Rosie O'Donnell said the editor in chief of her now-defunct magazine lied Monday when she testified that the entertainer objected to a cover photo of her with her arms around other women because she is a lesbian. The editor, Susan Toepfer, testified that O'Donnell objected to a picture that was shot for Rosie magazine's September 2002 cover. The shot featured two female stars of The Sopranos with O'Donnell between them and an arm around each. Toepfer, testifying at a trial in which O'Donnell and her magazine publisher are suing each other, said O'Donnell called her after seeing the photo and screamed obscenities at her.

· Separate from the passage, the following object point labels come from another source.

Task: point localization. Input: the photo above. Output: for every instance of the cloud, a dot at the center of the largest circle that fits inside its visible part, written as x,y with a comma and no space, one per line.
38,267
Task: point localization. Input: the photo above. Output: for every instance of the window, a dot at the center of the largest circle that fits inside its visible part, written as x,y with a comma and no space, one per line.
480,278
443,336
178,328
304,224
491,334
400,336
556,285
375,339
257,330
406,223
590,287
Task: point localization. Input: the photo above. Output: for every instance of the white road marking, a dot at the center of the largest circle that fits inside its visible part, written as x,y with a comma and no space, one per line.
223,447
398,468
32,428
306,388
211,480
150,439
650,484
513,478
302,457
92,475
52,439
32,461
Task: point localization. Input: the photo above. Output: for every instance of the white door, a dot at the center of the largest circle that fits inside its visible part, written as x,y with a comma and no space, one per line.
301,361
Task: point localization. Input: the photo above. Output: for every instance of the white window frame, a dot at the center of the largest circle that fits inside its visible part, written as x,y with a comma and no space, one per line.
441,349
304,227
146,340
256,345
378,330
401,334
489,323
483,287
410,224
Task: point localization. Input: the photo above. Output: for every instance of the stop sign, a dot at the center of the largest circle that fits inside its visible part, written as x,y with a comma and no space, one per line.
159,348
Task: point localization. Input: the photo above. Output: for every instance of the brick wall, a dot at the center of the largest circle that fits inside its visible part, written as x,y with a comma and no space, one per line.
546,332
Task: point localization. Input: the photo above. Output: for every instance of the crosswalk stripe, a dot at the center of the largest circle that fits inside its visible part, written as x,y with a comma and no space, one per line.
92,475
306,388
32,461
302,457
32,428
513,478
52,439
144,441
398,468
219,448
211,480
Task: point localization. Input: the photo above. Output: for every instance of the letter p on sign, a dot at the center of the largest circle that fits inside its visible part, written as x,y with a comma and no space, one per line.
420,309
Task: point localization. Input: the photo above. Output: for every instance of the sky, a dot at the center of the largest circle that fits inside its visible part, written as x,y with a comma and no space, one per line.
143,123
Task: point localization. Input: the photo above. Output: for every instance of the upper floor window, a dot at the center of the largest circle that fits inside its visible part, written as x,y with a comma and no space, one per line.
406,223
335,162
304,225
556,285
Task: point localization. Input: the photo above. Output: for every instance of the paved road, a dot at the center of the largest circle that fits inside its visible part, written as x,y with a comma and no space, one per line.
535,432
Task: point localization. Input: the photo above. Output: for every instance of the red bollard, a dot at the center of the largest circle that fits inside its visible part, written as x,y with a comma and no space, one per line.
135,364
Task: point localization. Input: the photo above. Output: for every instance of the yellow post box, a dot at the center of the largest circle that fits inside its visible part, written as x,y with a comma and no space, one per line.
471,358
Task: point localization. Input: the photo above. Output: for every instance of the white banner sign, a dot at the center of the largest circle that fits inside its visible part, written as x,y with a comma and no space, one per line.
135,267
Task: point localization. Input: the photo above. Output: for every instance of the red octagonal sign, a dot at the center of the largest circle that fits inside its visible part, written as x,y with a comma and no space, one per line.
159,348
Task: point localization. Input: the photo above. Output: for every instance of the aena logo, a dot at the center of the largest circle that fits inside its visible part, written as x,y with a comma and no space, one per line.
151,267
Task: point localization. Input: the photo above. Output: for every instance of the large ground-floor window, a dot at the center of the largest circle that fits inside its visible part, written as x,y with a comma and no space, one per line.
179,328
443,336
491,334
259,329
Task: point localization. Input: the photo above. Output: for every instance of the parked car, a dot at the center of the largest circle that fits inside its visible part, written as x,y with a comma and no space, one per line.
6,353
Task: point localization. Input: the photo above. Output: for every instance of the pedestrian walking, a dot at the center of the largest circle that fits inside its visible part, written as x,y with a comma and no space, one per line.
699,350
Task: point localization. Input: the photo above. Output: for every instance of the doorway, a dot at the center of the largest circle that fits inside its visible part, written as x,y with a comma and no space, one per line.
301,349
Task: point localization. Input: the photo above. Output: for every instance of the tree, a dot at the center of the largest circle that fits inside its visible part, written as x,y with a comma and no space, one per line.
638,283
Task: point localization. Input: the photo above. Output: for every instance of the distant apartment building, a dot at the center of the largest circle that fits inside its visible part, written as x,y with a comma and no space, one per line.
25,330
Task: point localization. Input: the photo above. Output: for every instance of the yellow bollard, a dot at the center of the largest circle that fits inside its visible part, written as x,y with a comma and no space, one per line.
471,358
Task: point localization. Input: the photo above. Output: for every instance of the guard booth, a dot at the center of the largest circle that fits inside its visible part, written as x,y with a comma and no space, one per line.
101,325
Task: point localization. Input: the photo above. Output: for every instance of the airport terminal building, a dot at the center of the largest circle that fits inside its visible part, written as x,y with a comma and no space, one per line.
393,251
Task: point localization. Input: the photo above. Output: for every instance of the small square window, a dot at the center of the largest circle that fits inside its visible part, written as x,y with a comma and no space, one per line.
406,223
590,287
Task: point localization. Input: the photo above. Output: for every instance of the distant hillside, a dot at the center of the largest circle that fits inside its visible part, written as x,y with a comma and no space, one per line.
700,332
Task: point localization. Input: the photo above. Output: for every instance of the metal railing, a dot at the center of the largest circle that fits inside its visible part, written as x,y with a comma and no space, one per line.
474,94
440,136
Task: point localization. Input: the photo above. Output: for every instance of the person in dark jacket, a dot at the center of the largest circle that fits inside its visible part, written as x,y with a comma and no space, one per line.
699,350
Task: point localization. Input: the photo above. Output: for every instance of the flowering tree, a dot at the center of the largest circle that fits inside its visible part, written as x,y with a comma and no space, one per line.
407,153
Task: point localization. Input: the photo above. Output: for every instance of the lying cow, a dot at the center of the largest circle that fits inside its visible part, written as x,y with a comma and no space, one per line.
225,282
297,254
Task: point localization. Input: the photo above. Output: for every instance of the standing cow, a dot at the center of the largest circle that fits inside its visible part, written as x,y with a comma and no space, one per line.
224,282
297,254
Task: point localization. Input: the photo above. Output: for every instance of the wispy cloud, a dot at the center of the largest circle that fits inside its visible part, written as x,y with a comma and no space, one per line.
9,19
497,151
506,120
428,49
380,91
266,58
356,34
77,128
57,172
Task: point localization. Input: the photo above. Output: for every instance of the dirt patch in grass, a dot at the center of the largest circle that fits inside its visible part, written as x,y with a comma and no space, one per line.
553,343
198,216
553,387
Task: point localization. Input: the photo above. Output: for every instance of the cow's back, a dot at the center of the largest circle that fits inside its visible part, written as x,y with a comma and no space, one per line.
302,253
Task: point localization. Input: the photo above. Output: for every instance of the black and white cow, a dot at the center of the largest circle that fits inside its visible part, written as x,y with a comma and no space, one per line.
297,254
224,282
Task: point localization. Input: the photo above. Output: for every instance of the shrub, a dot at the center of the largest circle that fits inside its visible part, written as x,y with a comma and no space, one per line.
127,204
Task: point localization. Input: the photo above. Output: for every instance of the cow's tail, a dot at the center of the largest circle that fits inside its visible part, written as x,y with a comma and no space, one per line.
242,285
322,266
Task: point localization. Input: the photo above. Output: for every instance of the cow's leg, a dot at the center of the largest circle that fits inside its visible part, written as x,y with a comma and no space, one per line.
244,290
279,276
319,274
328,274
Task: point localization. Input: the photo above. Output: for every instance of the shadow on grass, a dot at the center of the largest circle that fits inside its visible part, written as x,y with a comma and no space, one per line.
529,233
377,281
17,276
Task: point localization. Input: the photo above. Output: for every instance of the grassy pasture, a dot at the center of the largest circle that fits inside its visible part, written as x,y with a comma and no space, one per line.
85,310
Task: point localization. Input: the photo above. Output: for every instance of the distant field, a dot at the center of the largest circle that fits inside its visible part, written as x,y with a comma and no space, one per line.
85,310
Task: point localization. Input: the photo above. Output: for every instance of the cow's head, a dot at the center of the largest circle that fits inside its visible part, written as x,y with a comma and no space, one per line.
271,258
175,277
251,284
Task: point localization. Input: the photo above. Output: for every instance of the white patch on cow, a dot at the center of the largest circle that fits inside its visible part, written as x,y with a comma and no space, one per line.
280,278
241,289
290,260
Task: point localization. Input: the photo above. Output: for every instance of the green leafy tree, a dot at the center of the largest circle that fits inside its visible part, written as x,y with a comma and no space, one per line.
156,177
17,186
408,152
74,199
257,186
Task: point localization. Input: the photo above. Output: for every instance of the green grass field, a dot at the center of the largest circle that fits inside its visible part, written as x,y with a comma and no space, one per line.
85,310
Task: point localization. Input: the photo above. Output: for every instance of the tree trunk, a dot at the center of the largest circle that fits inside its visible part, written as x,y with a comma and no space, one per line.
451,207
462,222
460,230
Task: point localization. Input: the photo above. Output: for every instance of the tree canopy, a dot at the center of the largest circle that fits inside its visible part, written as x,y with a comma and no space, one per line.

"She said, 'As a lesbian, I'm uncomfortable being on a magazine cover holding another woman or touching another woman,'" Toepfer testified. "I said, 'You know, Rosie, that would never have occurred to me in a thousand years.'" As O'Donnell left court Monday evening, she denied that she had ever made such a statement: "I have never in my entire life said, 'As a lesbian, pass me the salt. As a lesbian, blah, blah, blah.'" Both sides have agreed that the photograph, which never ran, started the fight that killed Rosie magazine. Instead, a photo featuring The Sopranos' Lorraine Bracco, Aida Tuturro, and Edie Falco ran on the September 2002 cover--without O'Donnell.
In September 2002, O'Donnell declared that the publisher, Gruner+Jahr, had violated its contract with her by cutting her out of key editorial decisions, and she quit the magazine. Gruner+Jahr sued O'Donnell for $100 million over the dispute, alleging breach of contract. O'Donnell countersued on similar grounds for $125 million.